I've been craving pecan pie since Thanksgiving. Having found pecans at Morrisons and finally realizing that golden syrup is a nice substitute for corn syrup, I was almost ready. Now I needed a pie plate - agonizingly difficult to find and I have no idea why because meat pies are so popular. I was stuck on trying to find a pie plate with slanted sides (making it easier to remove slices) and finally found a deep dish glass plate at a store called The Range. I'm very happy with it because the filling can easily spill as you place it in the oven - not a problem with this dish.
Please also note that I'm paying more attention to my oven setting - your oven may well vary!
Prep time: 10 minutes [add another 2 hours if you need to defrost the pastry first]
Cook time: 45 minutes
Note: I usually like a nice dollop of whipped cream on a nice warm slice of pie. This time we tried some crème fraîche since we had some left over from the salmon.

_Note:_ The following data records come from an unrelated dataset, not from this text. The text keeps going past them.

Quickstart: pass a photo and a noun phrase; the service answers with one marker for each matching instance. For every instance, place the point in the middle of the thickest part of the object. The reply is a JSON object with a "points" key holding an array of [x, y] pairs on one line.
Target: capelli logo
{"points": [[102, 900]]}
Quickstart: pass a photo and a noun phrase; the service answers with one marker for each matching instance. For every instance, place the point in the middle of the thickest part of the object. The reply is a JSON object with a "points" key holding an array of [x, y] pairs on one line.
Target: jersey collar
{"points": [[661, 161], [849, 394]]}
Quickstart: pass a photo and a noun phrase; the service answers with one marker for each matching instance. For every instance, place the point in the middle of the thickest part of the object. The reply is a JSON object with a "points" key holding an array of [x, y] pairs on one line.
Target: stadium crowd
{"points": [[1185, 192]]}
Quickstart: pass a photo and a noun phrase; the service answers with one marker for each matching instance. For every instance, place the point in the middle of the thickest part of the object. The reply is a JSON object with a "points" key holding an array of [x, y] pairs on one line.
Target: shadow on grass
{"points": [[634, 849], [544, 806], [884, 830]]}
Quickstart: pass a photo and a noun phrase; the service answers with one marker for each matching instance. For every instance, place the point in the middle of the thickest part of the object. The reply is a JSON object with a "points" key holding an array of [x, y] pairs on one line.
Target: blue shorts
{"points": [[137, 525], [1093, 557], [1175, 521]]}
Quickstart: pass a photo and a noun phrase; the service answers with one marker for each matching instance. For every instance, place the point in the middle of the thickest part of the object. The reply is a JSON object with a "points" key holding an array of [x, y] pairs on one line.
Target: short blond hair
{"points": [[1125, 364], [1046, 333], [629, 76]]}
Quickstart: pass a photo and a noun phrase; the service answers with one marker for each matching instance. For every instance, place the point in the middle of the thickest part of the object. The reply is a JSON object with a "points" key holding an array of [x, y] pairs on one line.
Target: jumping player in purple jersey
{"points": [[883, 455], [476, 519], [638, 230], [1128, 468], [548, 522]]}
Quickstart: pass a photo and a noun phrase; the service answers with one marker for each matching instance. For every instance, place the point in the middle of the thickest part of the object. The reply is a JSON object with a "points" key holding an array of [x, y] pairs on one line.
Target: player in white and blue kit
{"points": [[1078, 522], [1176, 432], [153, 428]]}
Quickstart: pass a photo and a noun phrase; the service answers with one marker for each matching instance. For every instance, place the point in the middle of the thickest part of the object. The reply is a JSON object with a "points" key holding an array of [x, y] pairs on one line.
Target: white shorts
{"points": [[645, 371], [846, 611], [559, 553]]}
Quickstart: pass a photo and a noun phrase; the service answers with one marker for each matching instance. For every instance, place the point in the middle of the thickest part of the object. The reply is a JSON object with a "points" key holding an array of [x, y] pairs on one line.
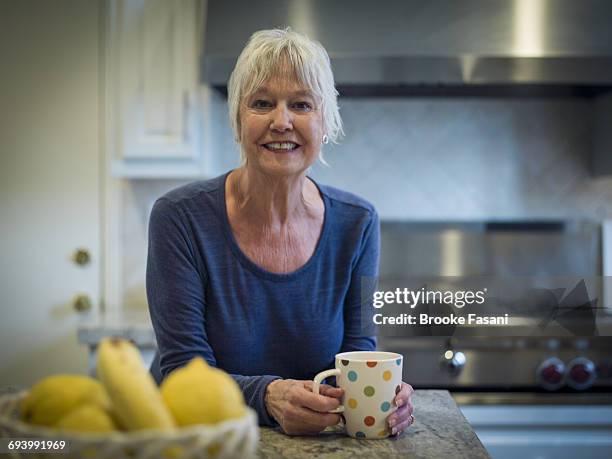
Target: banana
{"points": [[137, 401]]}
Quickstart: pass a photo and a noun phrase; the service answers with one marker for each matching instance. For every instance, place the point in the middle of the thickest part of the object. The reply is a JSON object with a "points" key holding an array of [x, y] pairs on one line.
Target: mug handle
{"points": [[317, 382]]}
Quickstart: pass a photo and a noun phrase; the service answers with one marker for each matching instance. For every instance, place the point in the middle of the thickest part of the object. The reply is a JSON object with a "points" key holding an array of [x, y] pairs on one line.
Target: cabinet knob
{"points": [[81, 257], [82, 303]]}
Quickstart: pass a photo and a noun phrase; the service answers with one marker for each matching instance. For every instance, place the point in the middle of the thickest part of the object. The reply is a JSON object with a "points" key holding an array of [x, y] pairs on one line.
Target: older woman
{"points": [[259, 270]]}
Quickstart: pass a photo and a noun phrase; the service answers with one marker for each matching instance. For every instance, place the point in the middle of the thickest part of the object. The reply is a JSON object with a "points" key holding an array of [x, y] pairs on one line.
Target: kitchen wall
{"points": [[427, 159]]}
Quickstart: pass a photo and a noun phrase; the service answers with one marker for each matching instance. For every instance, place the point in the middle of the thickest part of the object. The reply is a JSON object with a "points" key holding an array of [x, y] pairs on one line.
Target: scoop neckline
{"points": [[254, 267]]}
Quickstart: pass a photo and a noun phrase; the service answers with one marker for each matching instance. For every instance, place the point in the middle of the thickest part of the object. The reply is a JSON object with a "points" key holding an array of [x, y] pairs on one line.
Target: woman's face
{"points": [[281, 128]]}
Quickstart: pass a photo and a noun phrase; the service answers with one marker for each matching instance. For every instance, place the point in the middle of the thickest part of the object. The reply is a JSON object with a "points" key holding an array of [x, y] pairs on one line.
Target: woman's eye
{"points": [[260, 103], [305, 106]]}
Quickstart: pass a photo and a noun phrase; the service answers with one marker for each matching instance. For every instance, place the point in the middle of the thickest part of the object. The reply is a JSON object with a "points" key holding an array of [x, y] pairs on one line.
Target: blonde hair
{"points": [[283, 52]]}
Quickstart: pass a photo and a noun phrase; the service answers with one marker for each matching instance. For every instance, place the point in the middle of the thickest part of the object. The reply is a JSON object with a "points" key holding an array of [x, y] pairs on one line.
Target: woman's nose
{"points": [[281, 118]]}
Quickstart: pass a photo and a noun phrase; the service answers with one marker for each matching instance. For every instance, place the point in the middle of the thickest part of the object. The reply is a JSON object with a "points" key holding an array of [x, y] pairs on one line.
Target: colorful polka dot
{"points": [[368, 391], [369, 421]]}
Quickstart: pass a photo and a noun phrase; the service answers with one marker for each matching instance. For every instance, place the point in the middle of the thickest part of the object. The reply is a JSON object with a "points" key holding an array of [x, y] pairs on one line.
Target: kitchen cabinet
{"points": [[543, 431], [602, 136], [153, 107]]}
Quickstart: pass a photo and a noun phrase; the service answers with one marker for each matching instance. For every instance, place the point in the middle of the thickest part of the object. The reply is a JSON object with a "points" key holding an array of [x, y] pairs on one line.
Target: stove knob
{"points": [[453, 361], [550, 373], [581, 373]]}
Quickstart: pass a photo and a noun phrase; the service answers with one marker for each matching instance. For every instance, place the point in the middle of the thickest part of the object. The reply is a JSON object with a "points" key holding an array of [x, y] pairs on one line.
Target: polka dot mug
{"points": [[370, 381]]}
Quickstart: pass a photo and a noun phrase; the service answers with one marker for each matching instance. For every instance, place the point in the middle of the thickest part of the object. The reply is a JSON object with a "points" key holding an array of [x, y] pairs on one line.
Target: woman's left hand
{"points": [[402, 418]]}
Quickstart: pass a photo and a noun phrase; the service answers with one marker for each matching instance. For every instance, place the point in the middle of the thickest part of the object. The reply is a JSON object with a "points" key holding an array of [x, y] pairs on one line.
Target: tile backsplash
{"points": [[426, 159]]}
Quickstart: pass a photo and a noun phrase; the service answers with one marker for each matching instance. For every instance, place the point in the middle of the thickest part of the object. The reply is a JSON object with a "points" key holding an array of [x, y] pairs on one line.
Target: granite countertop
{"points": [[440, 430], [132, 325]]}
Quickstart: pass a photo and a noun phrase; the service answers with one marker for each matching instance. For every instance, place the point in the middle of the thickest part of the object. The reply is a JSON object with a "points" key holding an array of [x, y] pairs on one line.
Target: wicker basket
{"points": [[236, 438]]}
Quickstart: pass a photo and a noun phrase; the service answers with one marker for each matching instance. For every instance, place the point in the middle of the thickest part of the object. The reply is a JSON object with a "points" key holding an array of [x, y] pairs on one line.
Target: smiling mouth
{"points": [[281, 147]]}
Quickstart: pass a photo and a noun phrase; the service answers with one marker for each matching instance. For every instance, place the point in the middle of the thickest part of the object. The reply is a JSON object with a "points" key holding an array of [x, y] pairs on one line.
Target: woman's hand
{"points": [[402, 418], [298, 410]]}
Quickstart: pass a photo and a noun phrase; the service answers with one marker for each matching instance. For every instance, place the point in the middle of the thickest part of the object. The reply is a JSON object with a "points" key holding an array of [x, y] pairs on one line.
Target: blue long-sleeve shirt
{"points": [[207, 298]]}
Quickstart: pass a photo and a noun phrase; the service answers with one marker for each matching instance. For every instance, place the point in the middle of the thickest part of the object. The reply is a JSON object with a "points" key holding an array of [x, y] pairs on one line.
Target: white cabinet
{"points": [[153, 108], [543, 431]]}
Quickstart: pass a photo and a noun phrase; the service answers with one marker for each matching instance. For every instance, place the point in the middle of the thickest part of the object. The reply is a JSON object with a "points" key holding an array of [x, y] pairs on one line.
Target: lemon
{"points": [[55, 396], [87, 418], [200, 394]]}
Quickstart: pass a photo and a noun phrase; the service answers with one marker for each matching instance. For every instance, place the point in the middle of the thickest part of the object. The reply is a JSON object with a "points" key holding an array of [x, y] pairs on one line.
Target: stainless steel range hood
{"points": [[381, 44]]}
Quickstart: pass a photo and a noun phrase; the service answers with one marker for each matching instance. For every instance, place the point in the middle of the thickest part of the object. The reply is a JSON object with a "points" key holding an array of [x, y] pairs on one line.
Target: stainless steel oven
{"points": [[527, 393]]}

I'm not sure I'd do that again - it just didn't taste right.
1 roll of shortcrust (Jus-Rol pastry is perfect)
2 cups shelled pecans (300 grams)
2 eggs, slightly beaten
1 cup golden syrup (corn syrup in the US)
1/4 cup brown sugar
1 tbsp treacle (molasses
in the US)
2 tbsp melted butter
2 tbsp flour
1/4 teaspoon salt
1 teaspoon vanilla
1 teaspoon brandy (optional)
Let the pastry sit at room temperature for 2 hours to defrost.

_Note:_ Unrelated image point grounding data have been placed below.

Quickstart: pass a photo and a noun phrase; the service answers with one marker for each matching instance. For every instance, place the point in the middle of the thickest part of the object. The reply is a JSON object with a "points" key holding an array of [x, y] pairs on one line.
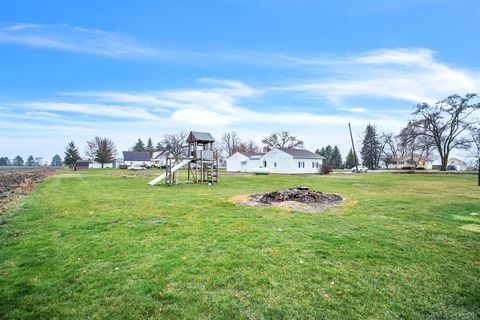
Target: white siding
{"points": [[241, 163], [96, 165], [278, 161]]}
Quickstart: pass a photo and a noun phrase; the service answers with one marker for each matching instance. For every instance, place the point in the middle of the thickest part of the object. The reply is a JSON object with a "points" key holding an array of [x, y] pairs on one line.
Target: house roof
{"points": [[456, 160], [416, 158], [301, 153], [136, 156], [196, 136], [250, 155]]}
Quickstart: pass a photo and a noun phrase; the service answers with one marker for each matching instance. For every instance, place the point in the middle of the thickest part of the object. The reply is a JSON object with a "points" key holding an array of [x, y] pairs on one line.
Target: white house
{"points": [[96, 165], [159, 158], [458, 164], [399, 163], [139, 158], [290, 161], [244, 161]]}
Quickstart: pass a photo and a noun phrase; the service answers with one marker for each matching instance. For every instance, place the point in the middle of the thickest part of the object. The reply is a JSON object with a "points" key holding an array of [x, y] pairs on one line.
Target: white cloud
{"points": [[412, 75], [75, 39]]}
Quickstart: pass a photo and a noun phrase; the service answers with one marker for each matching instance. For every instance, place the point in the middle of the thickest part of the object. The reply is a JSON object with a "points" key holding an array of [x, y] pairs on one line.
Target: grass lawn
{"points": [[99, 245]]}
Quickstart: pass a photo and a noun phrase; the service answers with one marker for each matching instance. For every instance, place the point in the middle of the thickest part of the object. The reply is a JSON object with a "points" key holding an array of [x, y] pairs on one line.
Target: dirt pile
{"points": [[300, 194], [300, 198], [14, 182]]}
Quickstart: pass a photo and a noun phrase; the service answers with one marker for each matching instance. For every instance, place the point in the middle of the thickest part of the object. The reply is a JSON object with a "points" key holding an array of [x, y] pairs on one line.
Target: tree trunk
{"points": [[479, 171], [444, 160]]}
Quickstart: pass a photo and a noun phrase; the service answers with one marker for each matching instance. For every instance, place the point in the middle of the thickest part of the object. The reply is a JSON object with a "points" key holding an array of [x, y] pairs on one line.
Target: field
{"points": [[100, 245]]}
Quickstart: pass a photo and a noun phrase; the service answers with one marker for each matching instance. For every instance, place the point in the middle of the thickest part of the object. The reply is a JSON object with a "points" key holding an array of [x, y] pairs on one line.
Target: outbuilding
{"points": [[138, 158], [244, 161], [81, 165], [292, 161]]}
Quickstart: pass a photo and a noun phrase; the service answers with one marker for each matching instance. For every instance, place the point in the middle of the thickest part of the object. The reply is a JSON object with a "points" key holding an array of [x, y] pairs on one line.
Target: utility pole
{"points": [[353, 147]]}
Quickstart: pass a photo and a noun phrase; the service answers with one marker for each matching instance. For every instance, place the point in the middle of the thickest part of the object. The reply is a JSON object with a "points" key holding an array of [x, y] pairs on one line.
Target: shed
{"points": [[285, 160], [141, 158], [200, 137], [244, 161], [81, 165]]}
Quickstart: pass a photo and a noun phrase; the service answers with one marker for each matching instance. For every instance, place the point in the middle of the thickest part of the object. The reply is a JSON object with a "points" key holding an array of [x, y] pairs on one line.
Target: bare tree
{"points": [[282, 140], [412, 142], [475, 150], [230, 142], [389, 150], [173, 143], [445, 122], [101, 150]]}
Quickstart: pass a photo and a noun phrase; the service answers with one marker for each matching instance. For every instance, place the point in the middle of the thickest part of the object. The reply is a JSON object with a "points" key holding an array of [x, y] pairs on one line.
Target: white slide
{"points": [[175, 168]]}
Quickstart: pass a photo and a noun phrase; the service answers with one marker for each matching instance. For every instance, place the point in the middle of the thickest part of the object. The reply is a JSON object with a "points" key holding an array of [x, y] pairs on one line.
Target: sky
{"points": [[73, 70]]}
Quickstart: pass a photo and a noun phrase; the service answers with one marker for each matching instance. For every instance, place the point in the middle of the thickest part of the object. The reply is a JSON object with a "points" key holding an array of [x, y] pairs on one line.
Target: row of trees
{"points": [[30, 162], [439, 128]]}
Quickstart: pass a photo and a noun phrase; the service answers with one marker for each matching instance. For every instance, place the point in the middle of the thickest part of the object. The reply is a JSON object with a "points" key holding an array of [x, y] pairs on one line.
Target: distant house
{"points": [[97, 165], [159, 158], [456, 164], [244, 161], [408, 161], [81, 165], [292, 161], [140, 158]]}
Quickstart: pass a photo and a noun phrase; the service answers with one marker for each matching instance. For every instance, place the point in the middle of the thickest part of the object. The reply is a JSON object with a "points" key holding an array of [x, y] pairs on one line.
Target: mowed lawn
{"points": [[98, 245]]}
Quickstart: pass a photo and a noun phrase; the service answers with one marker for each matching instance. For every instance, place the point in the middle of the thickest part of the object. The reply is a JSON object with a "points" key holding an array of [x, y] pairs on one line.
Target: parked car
{"points": [[360, 169], [136, 167]]}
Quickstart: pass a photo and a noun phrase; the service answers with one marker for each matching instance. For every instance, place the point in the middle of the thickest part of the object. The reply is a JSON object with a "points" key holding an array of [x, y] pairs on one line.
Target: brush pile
{"points": [[299, 194]]}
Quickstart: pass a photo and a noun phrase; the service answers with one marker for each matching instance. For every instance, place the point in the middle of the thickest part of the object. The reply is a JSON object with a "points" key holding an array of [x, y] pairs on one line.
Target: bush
{"points": [[325, 169]]}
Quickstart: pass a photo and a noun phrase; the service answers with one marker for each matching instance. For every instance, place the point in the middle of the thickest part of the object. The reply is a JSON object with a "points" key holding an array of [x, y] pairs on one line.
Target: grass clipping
{"points": [[300, 198]]}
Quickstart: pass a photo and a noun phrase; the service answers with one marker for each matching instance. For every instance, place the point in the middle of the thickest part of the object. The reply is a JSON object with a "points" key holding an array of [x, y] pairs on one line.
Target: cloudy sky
{"points": [[70, 71]]}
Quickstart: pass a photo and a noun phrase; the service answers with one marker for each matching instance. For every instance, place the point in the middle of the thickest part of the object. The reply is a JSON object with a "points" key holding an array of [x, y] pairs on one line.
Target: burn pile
{"points": [[300, 194]]}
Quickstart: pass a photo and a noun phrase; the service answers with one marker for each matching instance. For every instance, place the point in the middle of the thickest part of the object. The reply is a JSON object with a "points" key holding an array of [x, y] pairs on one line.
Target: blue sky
{"points": [[72, 70]]}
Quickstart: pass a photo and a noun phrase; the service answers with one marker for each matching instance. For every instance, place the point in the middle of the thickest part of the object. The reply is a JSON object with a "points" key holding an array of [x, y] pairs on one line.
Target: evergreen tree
{"points": [[351, 160], [17, 161], [101, 150], [56, 161], [30, 161], [370, 148], [150, 147], [336, 158], [71, 154], [326, 152], [4, 161], [139, 146]]}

When the pastry is ready, preheat the oven to 180°C.
Roll out the shortcrust and place it into the pie plate, nicely finishing the edges.

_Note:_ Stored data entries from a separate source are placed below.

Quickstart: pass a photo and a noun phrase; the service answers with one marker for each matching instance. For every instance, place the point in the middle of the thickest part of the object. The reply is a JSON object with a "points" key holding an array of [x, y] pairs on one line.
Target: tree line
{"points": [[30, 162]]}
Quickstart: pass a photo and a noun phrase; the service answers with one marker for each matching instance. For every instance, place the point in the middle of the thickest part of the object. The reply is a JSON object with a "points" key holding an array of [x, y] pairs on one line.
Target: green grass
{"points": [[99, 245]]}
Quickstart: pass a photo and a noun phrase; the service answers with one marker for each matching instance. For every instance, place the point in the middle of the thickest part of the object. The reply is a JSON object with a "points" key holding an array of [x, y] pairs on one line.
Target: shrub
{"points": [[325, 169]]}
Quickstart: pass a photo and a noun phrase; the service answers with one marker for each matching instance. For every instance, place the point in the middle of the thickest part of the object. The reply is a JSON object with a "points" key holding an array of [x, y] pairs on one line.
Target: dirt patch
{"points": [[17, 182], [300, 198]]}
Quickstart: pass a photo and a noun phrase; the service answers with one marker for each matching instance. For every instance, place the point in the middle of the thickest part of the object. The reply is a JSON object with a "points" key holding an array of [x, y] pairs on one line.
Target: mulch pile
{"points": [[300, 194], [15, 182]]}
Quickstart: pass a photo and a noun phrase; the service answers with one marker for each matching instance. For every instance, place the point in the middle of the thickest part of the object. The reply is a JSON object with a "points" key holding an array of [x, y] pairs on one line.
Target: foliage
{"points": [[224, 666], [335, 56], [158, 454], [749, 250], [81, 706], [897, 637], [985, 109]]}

Dump the pecans into the plate. [I don't bother to chop the pecans.]
3. Make the filling
In a large bowl, stir together all remaining ingredients. Pour the mixture over the pecans.
Bake for 20 minutes. Remove from oven and place tin foil over the top of the pie to discourage burning the top edge of the pastry and the tops of the pecans on the pie surface. Return to oven and bake another 20-25 minutes.
5. Allow to cool for at least 30 minutes (to set the filling). Serve with vanilla ice cream. Enjoy!